Судя по тексту и тону говорившего, с ним пытаются наладить какие-то новые отношения. Похоже, вправду испугались. Превысили некие, позволенные им полномочия, а сейчас начали бояться…
Чтобы прояснить обстановку, Максим подпустил тщательно сконструированный в голове загиб:
– Вы, так вашу мать (тут полагалось вспомнить тринадцать поколений ее родственников, потом свести их в противоестественные отношения с половиной учебника по зоологии, переслаивая текст добротными рифмованными оборотами), не знаю, кто вы, чьи и откуда, но напоролись вы так, что даже мне за вас страшно стало. И прощения вам не будет… Уж я позабочусь!
После великолепной лексической конструкции окружающие молчали не меньше двух минут. Переваривали услышанное, а то и пытались запомнить наизусть наиболее интересные пассажи.

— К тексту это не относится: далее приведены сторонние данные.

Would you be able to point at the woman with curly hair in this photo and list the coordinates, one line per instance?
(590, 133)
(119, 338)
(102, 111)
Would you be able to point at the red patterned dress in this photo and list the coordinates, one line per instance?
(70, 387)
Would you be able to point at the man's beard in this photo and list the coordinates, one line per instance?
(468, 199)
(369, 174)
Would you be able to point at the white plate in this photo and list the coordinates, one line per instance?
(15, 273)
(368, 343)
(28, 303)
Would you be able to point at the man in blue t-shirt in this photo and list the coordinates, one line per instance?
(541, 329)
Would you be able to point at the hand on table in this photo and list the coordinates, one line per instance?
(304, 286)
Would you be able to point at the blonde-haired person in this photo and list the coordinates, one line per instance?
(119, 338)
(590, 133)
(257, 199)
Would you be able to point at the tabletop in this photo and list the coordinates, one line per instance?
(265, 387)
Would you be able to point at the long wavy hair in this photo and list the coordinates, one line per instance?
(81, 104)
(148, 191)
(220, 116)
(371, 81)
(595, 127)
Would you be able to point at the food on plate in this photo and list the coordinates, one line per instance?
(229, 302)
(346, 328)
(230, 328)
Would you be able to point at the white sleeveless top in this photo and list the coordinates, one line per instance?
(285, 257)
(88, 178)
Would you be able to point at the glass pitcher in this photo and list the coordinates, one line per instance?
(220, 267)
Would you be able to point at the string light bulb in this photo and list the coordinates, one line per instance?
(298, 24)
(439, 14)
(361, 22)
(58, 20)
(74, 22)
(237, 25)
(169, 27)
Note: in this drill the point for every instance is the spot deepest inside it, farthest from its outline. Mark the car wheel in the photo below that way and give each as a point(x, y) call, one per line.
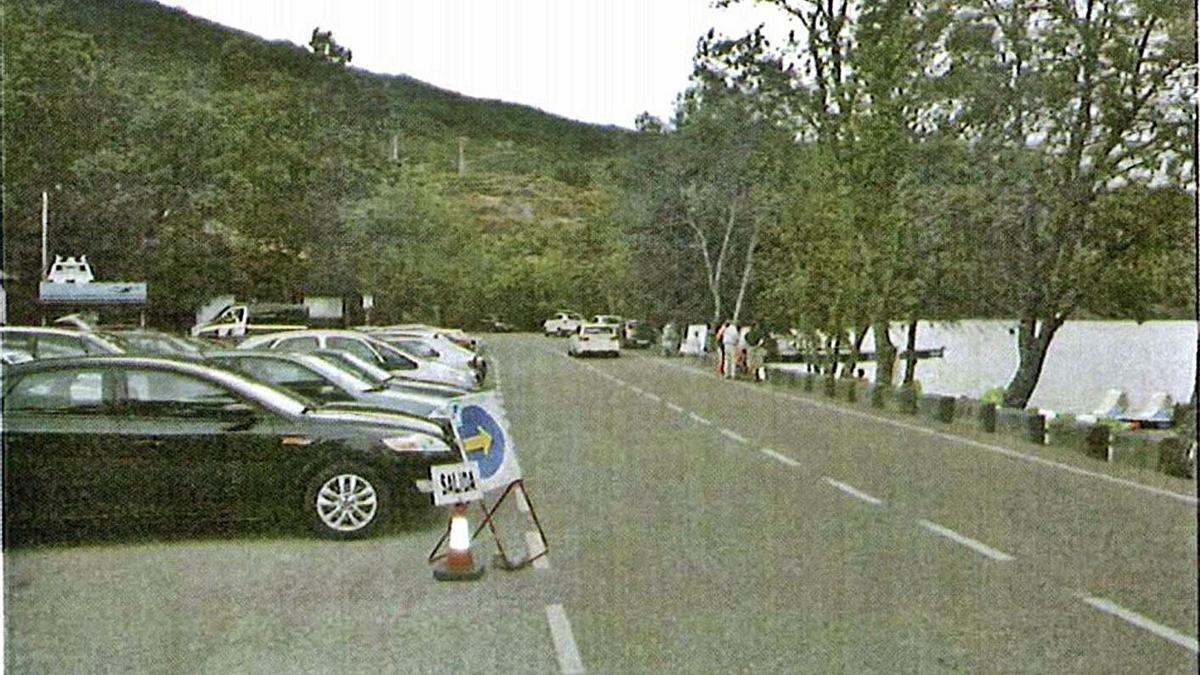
point(345, 501)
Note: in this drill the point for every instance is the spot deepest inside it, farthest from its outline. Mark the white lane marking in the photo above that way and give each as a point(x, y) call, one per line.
point(733, 436)
point(943, 435)
point(853, 491)
point(533, 547)
point(1143, 622)
point(978, 547)
point(564, 640)
point(781, 458)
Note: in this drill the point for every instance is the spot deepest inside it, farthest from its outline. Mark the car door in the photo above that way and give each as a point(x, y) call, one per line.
point(53, 423)
point(292, 376)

Из-за спины Бубнова прозвучал запомнившийся голос человека в маске.
– Треф, что с ним толкуешь? Он же допился. В «белочке». Мы когда зашли, был уже тепленький, а когда его в ванну пустили, как бы еще не добавил. Они, алкоголики, в этом смысле очень хитрые. Везде заначки держат…

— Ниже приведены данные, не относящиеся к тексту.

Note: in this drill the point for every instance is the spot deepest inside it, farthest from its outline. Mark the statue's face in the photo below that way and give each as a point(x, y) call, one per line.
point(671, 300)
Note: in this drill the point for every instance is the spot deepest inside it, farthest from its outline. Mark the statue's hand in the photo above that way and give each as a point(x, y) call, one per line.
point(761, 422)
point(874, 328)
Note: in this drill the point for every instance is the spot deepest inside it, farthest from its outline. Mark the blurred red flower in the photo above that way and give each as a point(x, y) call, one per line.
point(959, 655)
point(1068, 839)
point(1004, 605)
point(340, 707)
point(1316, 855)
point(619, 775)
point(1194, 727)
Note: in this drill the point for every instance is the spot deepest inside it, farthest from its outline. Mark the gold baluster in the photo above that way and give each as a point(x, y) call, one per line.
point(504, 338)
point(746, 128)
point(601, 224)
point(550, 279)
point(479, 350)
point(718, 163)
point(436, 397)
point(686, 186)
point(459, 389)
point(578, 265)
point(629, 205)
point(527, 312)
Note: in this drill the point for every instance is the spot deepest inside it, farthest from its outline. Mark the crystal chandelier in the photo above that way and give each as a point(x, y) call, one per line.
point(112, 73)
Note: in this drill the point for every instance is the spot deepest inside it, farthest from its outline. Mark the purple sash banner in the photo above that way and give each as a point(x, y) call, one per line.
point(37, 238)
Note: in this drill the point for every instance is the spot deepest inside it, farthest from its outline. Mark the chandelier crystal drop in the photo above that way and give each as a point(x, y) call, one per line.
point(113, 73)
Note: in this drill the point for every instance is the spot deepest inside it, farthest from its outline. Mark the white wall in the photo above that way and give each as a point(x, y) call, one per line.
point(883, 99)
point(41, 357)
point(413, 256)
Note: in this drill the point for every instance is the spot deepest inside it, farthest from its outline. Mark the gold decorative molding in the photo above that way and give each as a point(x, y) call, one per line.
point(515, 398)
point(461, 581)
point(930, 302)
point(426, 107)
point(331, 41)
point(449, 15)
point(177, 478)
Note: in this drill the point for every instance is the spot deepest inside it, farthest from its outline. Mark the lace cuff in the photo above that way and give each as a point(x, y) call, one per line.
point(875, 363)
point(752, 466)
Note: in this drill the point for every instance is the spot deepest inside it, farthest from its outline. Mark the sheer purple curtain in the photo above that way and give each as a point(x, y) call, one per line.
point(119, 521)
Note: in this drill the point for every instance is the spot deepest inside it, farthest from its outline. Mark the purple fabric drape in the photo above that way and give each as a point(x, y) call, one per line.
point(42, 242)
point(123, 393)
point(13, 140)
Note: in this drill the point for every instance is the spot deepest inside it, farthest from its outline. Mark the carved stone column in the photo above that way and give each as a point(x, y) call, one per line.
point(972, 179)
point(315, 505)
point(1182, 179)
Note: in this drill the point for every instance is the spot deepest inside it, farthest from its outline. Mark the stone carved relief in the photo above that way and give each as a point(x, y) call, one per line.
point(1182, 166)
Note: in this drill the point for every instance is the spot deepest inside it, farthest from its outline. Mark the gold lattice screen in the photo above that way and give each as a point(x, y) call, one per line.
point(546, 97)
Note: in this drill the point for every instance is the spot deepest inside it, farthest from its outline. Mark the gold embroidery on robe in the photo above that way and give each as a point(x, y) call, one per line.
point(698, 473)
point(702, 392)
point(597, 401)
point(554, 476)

Его перебил другой голос, со скрытой болью и обидой:
– А засветил мне крепко, сука, надкостницу разбил, наверное… Каблуки подкованные…
– Отставить треп! – рявкнул голос из-за фонаря. – А пока… Черт, ну хоть что-то у нас есть? Хоть нашатыря ему понюхать.
– Откуда нашатырь? Водой можем облить. Или вон аптека. Давай я выскочу. Возьму чего-нибудь. Секунда дела. А то вдруг не довезем, своими головами ответим.
– Ладно, давай. Одна здесь – другая там. За углом подождем. Самое сильное, что купить можно…
Приоткрыв глаз, через лобовое стекло машины Бубнов увидел яркую вывеску, позволявшую прочитать табличку с названием улицы – Самотечная – и номер дома. Так, направление движения примерно ясно.
Но где же, черт возьми, помощь?
И тут же сообразил, что в ближайшее время ее не будет. Не может и не должно быть. На той стороне радиоволны ребята поняли, что его жизни ничего непосредственно не угрожает, и теперь они будут слушать разговоры и отслеживать процесс до самого места, а возможно, сколько-то времени и после. Чтобы не просто его выручить, а накрыть гнездо по максимуму. Значит, придется валять дурака еще довольно долго.
Щелкнула дверца, бегавший в аптеку вернулся.
Автобус опять резко взял с места и погнал в сторону Савеловского вокзала и Нижней Масловки.